The Faculty of Geo-Information Science and Earth Observation (ITC) works in a variety of application domains in which voluminous geospatial data sources are fundamentally important to assess and monitor, manage, model and predict key change processes that take place in the Earth system. The faculty’s research and education focus on the professional and responsible use of Earth observation data and spatial information in combination with modern data handling systems. For these reasons, we are building a Big GeoData Science Lab for which are hiring new staff.

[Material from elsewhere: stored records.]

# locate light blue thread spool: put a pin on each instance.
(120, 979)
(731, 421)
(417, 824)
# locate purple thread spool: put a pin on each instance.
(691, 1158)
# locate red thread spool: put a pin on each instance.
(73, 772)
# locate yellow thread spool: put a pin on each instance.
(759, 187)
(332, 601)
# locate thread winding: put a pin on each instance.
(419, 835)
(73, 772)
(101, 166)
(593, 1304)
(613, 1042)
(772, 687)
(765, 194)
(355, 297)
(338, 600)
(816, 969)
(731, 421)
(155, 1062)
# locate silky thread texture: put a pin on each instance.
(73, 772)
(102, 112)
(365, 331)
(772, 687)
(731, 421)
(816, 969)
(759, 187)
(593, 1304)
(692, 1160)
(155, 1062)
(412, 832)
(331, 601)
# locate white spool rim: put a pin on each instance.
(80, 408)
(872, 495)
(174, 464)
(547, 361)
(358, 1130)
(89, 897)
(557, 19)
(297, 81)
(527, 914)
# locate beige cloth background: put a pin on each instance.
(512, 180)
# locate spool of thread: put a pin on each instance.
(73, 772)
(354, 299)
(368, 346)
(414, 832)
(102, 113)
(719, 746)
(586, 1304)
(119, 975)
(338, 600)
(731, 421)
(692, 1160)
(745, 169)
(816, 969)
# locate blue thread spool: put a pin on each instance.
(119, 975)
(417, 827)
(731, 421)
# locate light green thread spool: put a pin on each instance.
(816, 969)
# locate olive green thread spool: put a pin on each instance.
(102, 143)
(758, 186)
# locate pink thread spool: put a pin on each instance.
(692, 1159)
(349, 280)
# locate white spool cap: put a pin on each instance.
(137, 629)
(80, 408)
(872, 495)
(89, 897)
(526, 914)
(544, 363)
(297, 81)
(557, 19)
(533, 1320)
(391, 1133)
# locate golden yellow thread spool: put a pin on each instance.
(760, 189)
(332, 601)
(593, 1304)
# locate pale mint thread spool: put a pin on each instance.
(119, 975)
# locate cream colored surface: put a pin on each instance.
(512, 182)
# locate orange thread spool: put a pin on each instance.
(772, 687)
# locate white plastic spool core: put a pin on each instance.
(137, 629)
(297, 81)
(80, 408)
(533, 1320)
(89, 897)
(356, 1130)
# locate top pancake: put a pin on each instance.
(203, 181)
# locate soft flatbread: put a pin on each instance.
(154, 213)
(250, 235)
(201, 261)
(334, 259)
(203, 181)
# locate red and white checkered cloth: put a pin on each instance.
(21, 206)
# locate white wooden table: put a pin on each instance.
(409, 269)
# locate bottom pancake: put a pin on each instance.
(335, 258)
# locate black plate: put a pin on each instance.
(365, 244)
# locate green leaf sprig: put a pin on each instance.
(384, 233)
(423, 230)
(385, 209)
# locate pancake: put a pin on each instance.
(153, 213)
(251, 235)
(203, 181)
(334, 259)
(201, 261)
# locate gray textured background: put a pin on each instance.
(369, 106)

ITC aims to remain the global player in capacity development in advanced geospatial applications and is developing a reference curriculum in geospatial data science. This position is a key element in that effort. You have knowledge of geospatial data organization, machine learning techniques in data analysis, and the computational infrastructure required to make it work. You feel at home in a multi- and trans-disciplinary setting, and understand the role you can play in a team. You will complement and expand existing expertise in the faculty. You will aim to understand ongoing research projects, contribute with geospatial data science expertise and help build an educational curriculum. ITC aims to design a coordinated strategy in this scientific field to make its research and project activities future-proof, and generate educational spin-off. Thus, you will help steer and contribute to the development of a community of practice in our network on geospatial data science.
Various of ITC’s scientific departments are already engaged in work that has big data science dimensions. Such work primarily has a research orientation, but big geodata and data science are also becoming established in our educational programs, and more and more also in projects with external partners. Depending on application, purpose and audience data-intensive projects with large spatiotemporal data sets must make many choices, specifically in data preparation and analytical methods, in hardware/software platforms to use, and in the techniques to disseminate results. This diversity of choices is worthy of study itself. All these developments require vision and experience, understanding of the state-of-the-art and trends in cloud computing, and machine learning.
This position has a strong scientific orientation, operates at the assistant professor level, and focuses on shaping ITC’s capabilities in the field by seeking synergies across departments and applications. You liaise with staff, support their work, and aim to solidify their expertise as institutional knowledge. You contribute to papers, and on projects in the Global South.